Seit dem 29. Oktober 2020 ist Onur Cokgez der Cheftrainer bei Inter Türkspor Kiel. Eigentlich sollte der jüngste Coach der Oberliga (27 Jahre) die „Interisti“ in den Tagen nach Amtsantritt auf das Spiel gegen den Husumer SV vorbereiten. Doch es kam anders: Der Fußballlockdown samt Saisonabbruch folgte. Der B-Lizenzinhaber feiert seine Oberligapremiere nun am Sonnabend im Auswärtsspiel beim TSV Bordesholm. Die Philosophie ist eindeutig: Nur als Team sind wir stark. „Inter soll als Mannschaft arbeiten. Nicht eine Ansammlung von Individualisten sein. Wir haben eine junge Mannschaft. Aber jung braucht Zeit, dafür beginnt erfahren auch nicht erst mit 25 Jahren“, nimmt Cokgez alle Akteure in die Pflicht und fordert „Intensität in allen Spielen“.

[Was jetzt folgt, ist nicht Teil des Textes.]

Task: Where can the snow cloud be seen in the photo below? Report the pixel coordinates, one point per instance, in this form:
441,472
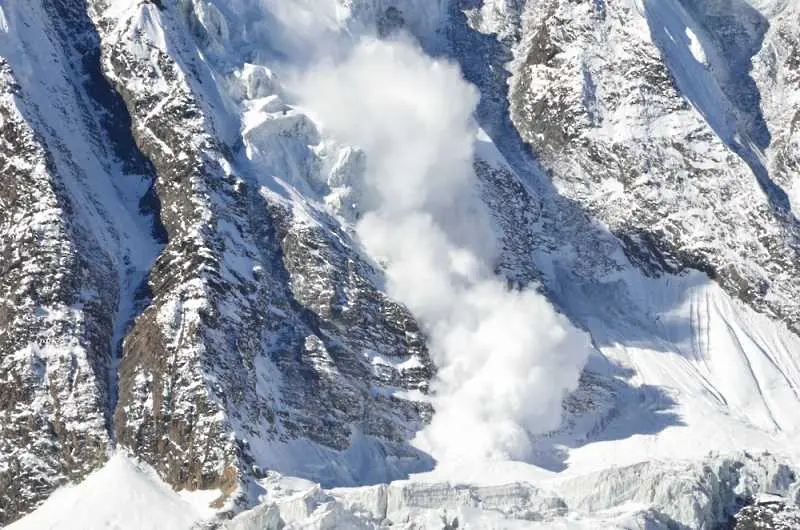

Erwartungen und Ziele zur neuen Saison

„Wir wollen uns möglichst weit von den Abstiegsplätzen fernhalten. Der Klassenerhalt genießt Priorität“, sagt Cokgez. Seine Ziel steckt er langfristig: „Unser Projekt lässt sich nicht von heute auf morgen umsetzen. Die Verjüngung des Kaders und die Implementierung meiner Ideen nimmt Zeit in Anspruch“, erklärt er. Seker ergänzt: „In drei Jahren wollen wir zu den Spitzenteams gehören. Fußballerisch können uns nicht viele das Wasser reichen, aber wir müssen erfahrener und taktisch disziplinierter werden.“

Sportbuzzer-Prognose

Wenn Inter unter dem neuen Coach Onur Cokgez das Gesicht einer launischen Diva ablegen und Siegermentalität entwickeln kann, ist ab Platz vier der Nordstaffel alles möglich. Gelingt dies nicht, droht Inter trotz aller Qualität im Kader ein weiteres Jahr mit Abstiegskampf bis zum letzten Spieltag.